Federal foot dragging on infrastructure investments jeopardizing Ontario economy, report says
Infrastructure spending as a percentage of the province's GDP has declined or remained flat every year since 2010
VAUGHAN, Ont.—Images of commuters wading through water at Union Station, sandbags ringing the island airport lounge and vehicles navigating swamped city streets have raised Toronto’s aging underground infrastructure into the full view of Ontarians during several heavy rain storms this summer.
The city isn’t alone.
Infrastructure across the province—both above and below ground—remains in dire need of upgrading in order to keep up with increasingly violent weather and a growing population.
Despite the short- and long-term challenges, chronic underinvestment in infrastructure, particularly at the federal level, is putting the province’s future growth and prosperity at risk, according to a new report from the Residential and Civil Construction Alliance of Ontario (RCCAO).
“A growing, modern society needs to build infrastructure faster and it needs to be more resilient,” said Andy Manahan, the RCCAO’s executive director.” Across Ontario, our transportation infrastructure is insufficient to deal with severe traffic and transit congestion. This is costing the province billions of dollars in lost productivity.”
In each of the past seven years, the report found spending on infrastructure as a percentage of the province’s gross domestic product (GDP) has declined or remained flat. From a peak of 4.4 per cent in 2010, Ontario’s infrastructure investment as a share of its GDP had eroded to 2.8 per cent by 2017.
The declining spending runs counter to the scenario the RCCAO says will allow the Ontario economy to keep firing on all cylinders. In an initial 2011 report, the alliance of construction associations, found investments in infrastructure equalling 5.1 per cent of GDP over the course of 50 years could fully fuel the province’s economy. Seven years later, the new report, which was prepared for the RCCAO by the Canadian Centre for Economic Analysis (CANCEA), found that figure has since risen to 5.4 per cent.
“The lower levels of infrastructure investment have made it more difficult for Ontario to reach its full economic potential,” the report says. “The underinvestment over the last several years means that greater investment will be necessary in the future to support a growing population and economy.”

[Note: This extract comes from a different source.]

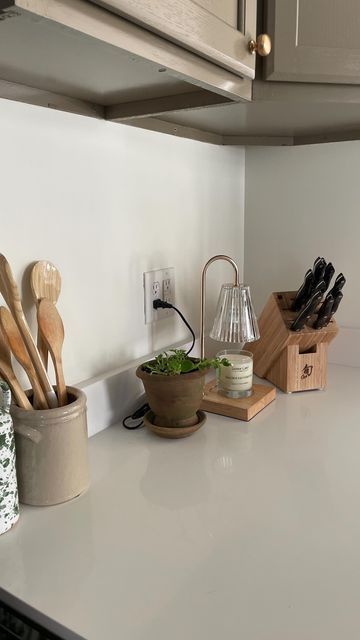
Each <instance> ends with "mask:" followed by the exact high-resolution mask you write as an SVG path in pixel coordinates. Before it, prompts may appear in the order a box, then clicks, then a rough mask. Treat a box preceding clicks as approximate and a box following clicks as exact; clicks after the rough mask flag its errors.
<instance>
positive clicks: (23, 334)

Despite lip service paid to infrastructure, the study points to Ottawa as the main culprit behind the underinvestment. In 2017 for instance, it says the provincial and municipal governments spent funds equal to 2.4 per cent of Ontario’s GDP on infrastructure, while the federal government contributed just 0.4 per cent. Relative to the amount of tax revenue flowing into Ottawa, the report describes Parliament Hill’s spending as “paltry,” adding that a “fair” contribution rate would be 2.15 per cent.
The Liberal government swept to power promising significant infrastructure spending in 2015, but that funding has been slow to materialize. The federal government has chalked up the delays, in part, to the reimbursement system it uses to pay for infrastructure, arguing projects are underway but funding has not yet been claimed. While this is true, Budget 2018 also pushed a significant portion of Ottawa’s planned $180 billion infrastructure spending back into the mid-2020s.

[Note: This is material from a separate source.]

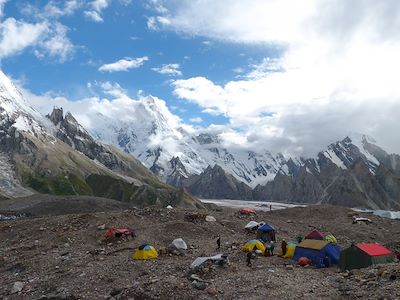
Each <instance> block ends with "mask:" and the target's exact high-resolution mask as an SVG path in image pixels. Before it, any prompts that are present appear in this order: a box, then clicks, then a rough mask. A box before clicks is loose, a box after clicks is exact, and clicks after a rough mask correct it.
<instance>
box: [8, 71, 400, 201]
mask: <svg viewBox="0 0 400 300" xmlns="http://www.w3.org/2000/svg"><path fill="white" fill-rule="evenodd" d="M131 102H132V103H130V106H129V109H130V111H129V115H130V117H129V119H125V120H120V119H116V118H113V117H110V116H107V115H106V114H102V113H100V112H98V111H94V110H93V111H91V110H90V111H87V112H85V113H84V116H85V118H88V119H90V120H91V124H92V126H91V128H88V131H87V130H86V129H85V128H83V127H82V126H81V125H80V124H79V122H78V121H79V119H78V121H77V120H76V119H75V118H74V116H73V115H72V114H71V113H66V114H65V115H64V112H63V110H62V109H61V108H55V109H54V110H53V111H52V112H51V113H50V114H49V115H48V116H47V118H45V117H43V116H41V115H40V114H39V113H37V112H36V111H35V110H34V109H32V108H31V107H30V106H29V105H28V104H27V103H26V101H25V100H24V99H23V97H22V95H21V94H20V93H19V92H18V91H17V90H16V89H15V87H14V86H13V85H12V83H11V82H10V81H9V80H8V78H7V77H6V76H5V75H4V74H2V73H1V76H0V113H1V116H2V120H1V124H0V129H1V131H0V141H1V146H0V147H1V149H0V162H3V161H4V162H6V163H4V164H2V166H3V167H2V168H3V169H4V170H14V171H15V176H11V177H12V178H11V177H10V175H7V174H10V172H9V171H4V172H2V170H1V169H0V172H1V174H2V175H1V176H0V179H1V180H0V191H1V190H8V193H9V194H10V193H12V191H14V192H13V193H14V194H23V193H29V190H27V189H26V187H27V186H30V187H31V188H32V186H33V188H35V189H36V190H40V191H44V192H53V190H52V189H54V187H52V188H50V187H47V186H46V185H47V179H48V178H59V179H62V181H64V179H63V178H67V177H68V176H70V175H65V174H74V176H77V177H78V178H79V180H80V181H79V183H80V184H81V183H82V182H81V181H83V182H84V184H83V185H82V186H84V188H83V187H82V188H83V189H84V190H85V189H87V190H88V191H91V193H93V194H95V195H96V196H97V195H98V194H100V196H106V197H111V198H120V199H124V200H127V199H128V198H129V197H132V195H133V194H135V193H139V192H136V191H139V190H141V189H143V190H145V191H146V193H144V195H147V193H148V190H149V189H151V192H150V193H151V194H152V195H153V196H152V198H153V199H154V198H155V199H160V198H163V199H164V200H165V199H166V198H165V194H163V196H161V195H160V194H158V193H159V192H160V191H161V190H162V191H163V192H165V190H170V186H174V187H175V188H177V189H180V188H182V187H184V188H185V189H187V190H188V191H189V192H190V193H192V194H193V195H195V196H198V197H203V198H229V199H245V200H273V201H281V202H301V203H329V204H335V205H343V206H349V207H364V208H373V209H400V156H399V155H397V154H388V153H386V152H385V151H384V150H383V149H381V148H380V147H379V146H378V145H376V142H375V141H374V140H373V139H372V138H370V137H367V136H365V135H352V136H349V137H346V138H344V139H343V140H342V141H338V142H336V143H334V144H331V145H329V146H328V147H327V148H326V149H325V150H322V151H321V152H320V153H319V154H318V155H317V157H315V158H301V157H291V158H290V157H284V156H283V155H282V154H279V153H276V154H273V153H271V152H269V151H267V150H261V151H259V150H257V151H248V150H244V149H240V148H234V149H233V148H228V147H226V146H224V142H223V141H222V139H221V138H220V137H219V136H218V135H213V134H210V133H206V132H203V133H194V132H193V130H191V129H190V128H186V127H185V126H183V125H181V123H180V122H179V121H178V120H177V118H176V117H175V116H174V115H173V114H172V113H171V112H170V111H169V110H168V108H167V107H166V105H165V103H164V102H163V101H162V100H159V99H157V98H155V97H147V98H145V99H143V100H140V101H131ZM77 115H78V116H82V114H77ZM135 158H136V159H137V160H136V159H135ZM139 161H140V162H139ZM148 170H151V171H152V173H151V172H149V171H148ZM153 174H155V175H156V176H157V177H158V178H160V179H161V180H162V181H163V182H165V183H167V184H168V185H165V184H163V183H162V182H161V181H159V180H158V179H157V178H156V177H155V176H154V175H153ZM60 176H61V177H60ZM65 176H67V177H65ZM96 176H97V177H96ZM98 176H100V178H98ZM104 176H107V178H112V180H111V181H114V180H116V183H115V184H114V183H113V184H111V185H112V187H111V186H108V184H109V183H108V181H107V180H103V179H104ZM15 178H17V179H18V180H15ZM102 180H103V181H104V182H103V181H102ZM37 181H38V182H39V183H38V182H37ZM43 181H45V184H44V183H43ZM68 182H69V183H71V180H70V179H68ZM98 182H103V183H104V186H105V190H104V191H102V192H101V193H100V192H99V190H102V188H103V184H100V186H97V183H98ZM121 182H123V183H121ZM126 182H128V183H129V184H131V185H133V186H135V188H134V189H133V190H134V191H133V190H131V189H128V192H126V189H125V183H126ZM42 185H44V186H45V187H42ZM87 185H89V187H88V186H87ZM115 185H117V186H119V188H116V190H117V191H114V190H113V187H114V186H115ZM78 186H80V185H79V184H78ZM107 186H108V187H107ZM5 187H7V188H5ZM139 187H140V188H139ZM71 189H72V190H73V191H77V187H75V186H73V187H71ZM171 191H172V190H171ZM174 191H176V190H174ZM0 193H1V192H0ZM171 193H172V194H173V192H170V194H169V195H171ZM3 194H4V192H3ZM167 194H168V193H167ZM145 197H147V196H143V197H141V199H143V198H145ZM168 197H171V196H167V198H168ZM139 198H140V197H139ZM168 199H170V198H168ZM138 201H139V200H138ZM140 201H144V200H140ZM140 201H139V202H140ZM165 201H167V200H165ZM165 201H164V202H165ZM168 201H170V200H168Z"/></svg>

Related: Take an in-depth look at the state of Canada’s $180 billion infrastructure plan
Though Ottawa is slowly opening the spigot, even more spending at both the federal and provincial levels will be necessary to reach the optimal 5.4 per cent of GDP scenario. With the province and cities currently shelling out 2.4 per cent, they too have work to do to reach the optimal spending of 3.25 per cent of GDP, the RCCAO says.
“For a fast-growing province, the inability of our governments to follow through on infrastructure promises is unacceptable,” Manahan said. “We call on the Trudeau government and the Ford government in Ontario to work together to address the current underfunding situation on an urgent basis.”